For the past several weeks, seeing Venus from my bedroom window has meant it is time to rise. Venus’ position will eventually change, but I have enjoyed my temporary celestial clock. Last autumn, deep in wilderness, I marveled at another clock — Orion’s rising over a calm boreal lake. I’m at the age where I need to get up at least once a night, and by noting Orion’s elevation, I knew the time, not in hours, but quite adequate for my purposes. And the reflection was stunning, worth standing on the cold ground at 2 a.m.
I wear a watch and have several clocks and calendars around the house. But I find great comfort to use distant timepieces that run on an ancient cycle nearly as old as the Earth itself. I believe that looking up at the night sky is a deeply primal human act. By doing so, I join more than a thousand generations of my forebears back to the dawn of man. All gazed upward, often in wonder, often wondering. Some got up with the sun, others like me, with Venus. I know more about the universe than my ancestors, but I still question and I still wonder, just as they did. I am a child of the stars, my body made from recycled star bits, each element created long ago in the crucible of a now extinct nuclear furnace, whose explosive demise spewed carbon, calcium, sodium, magnesium and iron into the cosmos.
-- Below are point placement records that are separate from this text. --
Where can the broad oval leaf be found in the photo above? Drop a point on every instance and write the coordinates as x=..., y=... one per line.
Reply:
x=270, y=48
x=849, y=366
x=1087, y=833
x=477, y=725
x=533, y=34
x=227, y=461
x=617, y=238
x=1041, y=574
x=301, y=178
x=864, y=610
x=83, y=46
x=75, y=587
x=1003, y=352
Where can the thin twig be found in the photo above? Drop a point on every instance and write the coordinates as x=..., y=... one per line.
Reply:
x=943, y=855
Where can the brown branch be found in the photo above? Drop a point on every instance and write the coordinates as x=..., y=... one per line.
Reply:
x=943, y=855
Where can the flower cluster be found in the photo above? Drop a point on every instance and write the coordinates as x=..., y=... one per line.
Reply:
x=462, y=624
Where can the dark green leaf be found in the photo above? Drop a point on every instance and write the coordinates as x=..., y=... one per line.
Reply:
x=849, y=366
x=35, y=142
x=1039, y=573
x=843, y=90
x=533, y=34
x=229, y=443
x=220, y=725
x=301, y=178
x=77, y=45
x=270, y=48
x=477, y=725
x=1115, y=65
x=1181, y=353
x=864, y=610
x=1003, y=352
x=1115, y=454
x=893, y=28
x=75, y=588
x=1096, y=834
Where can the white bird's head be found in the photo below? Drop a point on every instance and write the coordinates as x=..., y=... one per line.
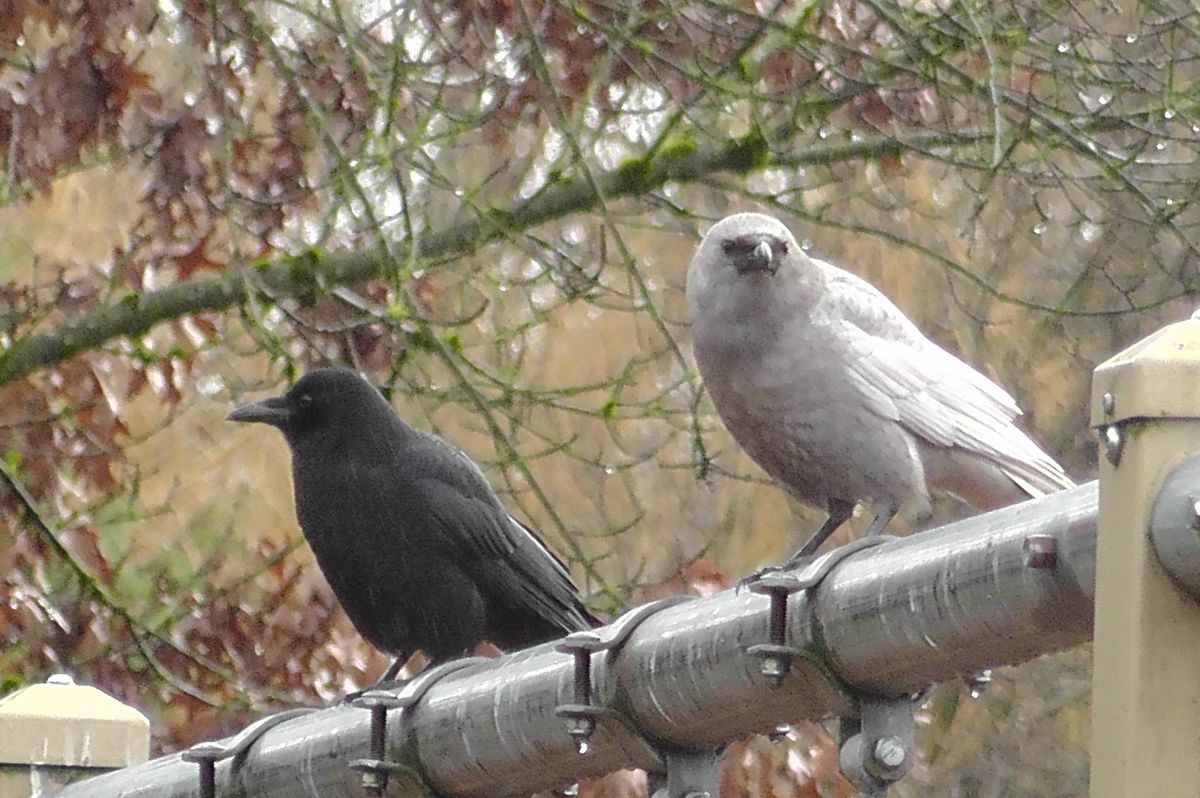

In these uncertain times, I find solace in the constancy of celestial cycles. Every autumn, I admire the sweeping arc of Andromeda in the northeastern sky. In winter, I enjoy the multitude of bright stars. Arcturus and Spica herald spring, as surely as the return of a White-winged Dove. Scorpius, Sagittarius and the Milky Way adorn the sky on hot summer evenings. The stars arrive on schedule every year, and it is reassuring to know they will appear on time, no matter what is occurring in my life.
Long ago, watching the Moon appear over a distant mountain ridge, I mentally fixed it in place, so instead of viewing “Moonrise” I saw “Earthturn,” our planet’s actual rotation. When I change my perspective in other aspects of life, I also see things that I hadn’t once appreciated. The Sun, stars, planets and Moon are my calendar, clock and in many ways my teacher. Each of us was born, passed through youth and adulthood, and will eventually die. I feel honored and blessed to belong to such a grand scheme, here and now, connected by the sky and its rhythms to those who preceded me and to those who will follow.